Levantei a hipótese de que tivesse ocorrido erro de tradução, em minha crítica interna da edição. Prontamente, recebi resposta peremptória da editoria:
"A tradução está correta. Não existe uma palavra para 'guacamayos' em português, daí a opção da editoria por mantê-la no original, apenas trocando o y por i. Para a tradução, foi consultado o 'Dicionário de Espanhol-Português', de Julio Martínez Almoya:
'Guacamayo, s.m. zool. Espécie de papagaio da América, com plumagem vermelha, azul e amarelada e cauda muito comprida.'
"No mesmo dicionário, de Português-Espanhol, temos:
'Arara, s.f. ornit. Arara, ara, gênero de aves prensoras (...)'."
Retruquei que não tinha como avaliar a resposta, naquele momento, mas que iria checá-la.
Nem precisei procurar.
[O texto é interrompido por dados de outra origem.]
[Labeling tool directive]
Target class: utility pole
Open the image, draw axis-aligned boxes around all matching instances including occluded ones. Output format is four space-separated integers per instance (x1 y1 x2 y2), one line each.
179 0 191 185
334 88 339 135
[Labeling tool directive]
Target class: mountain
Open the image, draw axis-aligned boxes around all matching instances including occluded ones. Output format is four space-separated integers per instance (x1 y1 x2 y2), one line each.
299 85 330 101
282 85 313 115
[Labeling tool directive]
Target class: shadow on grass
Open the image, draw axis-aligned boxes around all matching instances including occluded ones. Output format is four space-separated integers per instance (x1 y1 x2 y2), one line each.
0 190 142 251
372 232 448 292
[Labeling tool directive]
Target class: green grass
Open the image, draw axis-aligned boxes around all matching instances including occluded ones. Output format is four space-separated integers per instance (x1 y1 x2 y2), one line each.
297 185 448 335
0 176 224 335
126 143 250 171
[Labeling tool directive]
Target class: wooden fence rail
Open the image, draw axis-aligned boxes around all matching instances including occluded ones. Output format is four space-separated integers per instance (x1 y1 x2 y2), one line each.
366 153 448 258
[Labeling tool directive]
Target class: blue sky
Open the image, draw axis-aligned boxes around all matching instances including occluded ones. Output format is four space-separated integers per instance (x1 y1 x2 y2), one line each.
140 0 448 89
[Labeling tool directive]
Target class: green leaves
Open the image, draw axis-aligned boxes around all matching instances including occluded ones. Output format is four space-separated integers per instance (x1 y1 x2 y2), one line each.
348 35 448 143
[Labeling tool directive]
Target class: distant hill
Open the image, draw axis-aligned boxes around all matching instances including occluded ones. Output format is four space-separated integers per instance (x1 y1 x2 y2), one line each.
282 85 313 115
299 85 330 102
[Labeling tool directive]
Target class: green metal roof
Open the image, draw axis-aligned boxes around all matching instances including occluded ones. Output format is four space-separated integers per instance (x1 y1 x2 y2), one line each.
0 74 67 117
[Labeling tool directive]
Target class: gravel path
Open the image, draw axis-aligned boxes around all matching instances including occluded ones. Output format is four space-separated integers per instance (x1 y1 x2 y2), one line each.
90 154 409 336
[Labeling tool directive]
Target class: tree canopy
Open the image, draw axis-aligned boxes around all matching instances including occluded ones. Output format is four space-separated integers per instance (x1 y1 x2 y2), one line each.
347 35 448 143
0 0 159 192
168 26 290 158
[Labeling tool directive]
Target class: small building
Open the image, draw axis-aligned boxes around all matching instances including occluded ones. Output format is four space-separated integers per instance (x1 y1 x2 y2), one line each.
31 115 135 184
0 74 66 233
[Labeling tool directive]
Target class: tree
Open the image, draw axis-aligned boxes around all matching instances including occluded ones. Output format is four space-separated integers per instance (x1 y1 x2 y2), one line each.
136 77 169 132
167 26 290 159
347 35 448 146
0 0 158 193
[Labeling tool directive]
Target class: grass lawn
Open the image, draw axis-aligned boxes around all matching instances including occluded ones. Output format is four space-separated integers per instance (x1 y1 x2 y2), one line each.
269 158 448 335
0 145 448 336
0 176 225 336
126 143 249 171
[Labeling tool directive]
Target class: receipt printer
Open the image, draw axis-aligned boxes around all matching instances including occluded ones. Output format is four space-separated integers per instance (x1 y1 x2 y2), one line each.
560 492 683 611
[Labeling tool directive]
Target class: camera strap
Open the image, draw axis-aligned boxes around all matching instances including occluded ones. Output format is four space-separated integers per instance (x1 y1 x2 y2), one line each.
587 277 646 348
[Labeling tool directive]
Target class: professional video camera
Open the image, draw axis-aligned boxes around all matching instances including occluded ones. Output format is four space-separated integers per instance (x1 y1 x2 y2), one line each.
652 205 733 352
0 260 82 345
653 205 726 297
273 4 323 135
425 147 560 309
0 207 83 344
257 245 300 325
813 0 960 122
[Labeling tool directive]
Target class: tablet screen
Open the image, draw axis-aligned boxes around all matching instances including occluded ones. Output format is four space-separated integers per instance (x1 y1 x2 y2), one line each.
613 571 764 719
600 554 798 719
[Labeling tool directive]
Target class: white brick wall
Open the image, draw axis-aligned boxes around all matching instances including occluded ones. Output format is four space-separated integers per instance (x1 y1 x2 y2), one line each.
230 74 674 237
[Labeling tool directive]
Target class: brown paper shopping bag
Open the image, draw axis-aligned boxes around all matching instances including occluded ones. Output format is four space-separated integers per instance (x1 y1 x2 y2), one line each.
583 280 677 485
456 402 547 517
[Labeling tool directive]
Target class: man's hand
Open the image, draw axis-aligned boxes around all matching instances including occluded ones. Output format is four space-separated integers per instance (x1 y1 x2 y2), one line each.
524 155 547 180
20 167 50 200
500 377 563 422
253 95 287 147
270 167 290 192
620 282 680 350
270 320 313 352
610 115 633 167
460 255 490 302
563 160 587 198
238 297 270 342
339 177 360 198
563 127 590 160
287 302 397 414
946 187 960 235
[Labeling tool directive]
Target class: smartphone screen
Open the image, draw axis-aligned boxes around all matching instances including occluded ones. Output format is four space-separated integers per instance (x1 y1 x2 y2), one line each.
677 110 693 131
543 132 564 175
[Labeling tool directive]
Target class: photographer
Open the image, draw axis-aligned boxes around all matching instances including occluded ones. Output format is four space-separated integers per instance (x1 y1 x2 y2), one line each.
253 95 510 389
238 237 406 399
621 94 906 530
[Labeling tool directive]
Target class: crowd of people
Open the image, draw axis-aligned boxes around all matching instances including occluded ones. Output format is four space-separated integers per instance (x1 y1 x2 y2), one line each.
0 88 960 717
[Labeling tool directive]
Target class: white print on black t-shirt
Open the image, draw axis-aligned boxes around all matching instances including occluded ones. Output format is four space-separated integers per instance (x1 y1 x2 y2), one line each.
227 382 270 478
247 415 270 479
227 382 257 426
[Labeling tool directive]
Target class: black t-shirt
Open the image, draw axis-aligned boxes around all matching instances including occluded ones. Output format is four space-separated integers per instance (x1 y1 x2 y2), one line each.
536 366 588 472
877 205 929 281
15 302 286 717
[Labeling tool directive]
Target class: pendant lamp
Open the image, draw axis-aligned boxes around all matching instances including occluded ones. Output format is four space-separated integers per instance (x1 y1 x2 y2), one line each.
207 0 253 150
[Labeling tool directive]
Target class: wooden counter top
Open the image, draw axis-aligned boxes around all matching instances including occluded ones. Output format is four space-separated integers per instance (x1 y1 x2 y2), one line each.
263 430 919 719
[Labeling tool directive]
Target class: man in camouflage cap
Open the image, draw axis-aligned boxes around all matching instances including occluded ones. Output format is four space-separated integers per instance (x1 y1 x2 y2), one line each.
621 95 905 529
Na quarta-feira, recebi uma carta indignada da ornitóloga Martha Argel, 33, pesquisadora da Unicamp. Ela espinafrava o jornal pelos erros, fornecendo até a denominação científica e o nome popular, no Brasil, dos "guacamaios" (um termo usado na Venezuela). O suposto "guacamaio de cor azul e amarela", por exemplo, seria a velha arara-canindé.
Pedi novos esclarecimentos à Redação, mas me abstenho de reproduzi-los. Digo apenas que, de 13 linhas, menos de uma foi usada para reconhecer o erro. O restante se esforça por apontar erro na carta da leitora, como se fosse este o texto sob escrutínio.
Em tempo: para apresentar a segunda resposta ao ombudsman, a editoria enfim se dignou buscar ajuda de especialistas (junto ao Zoológico de São Paulo). Se tivesse tomado essa providência no tempo devido, teria poupado seus leitores de um erro crasso.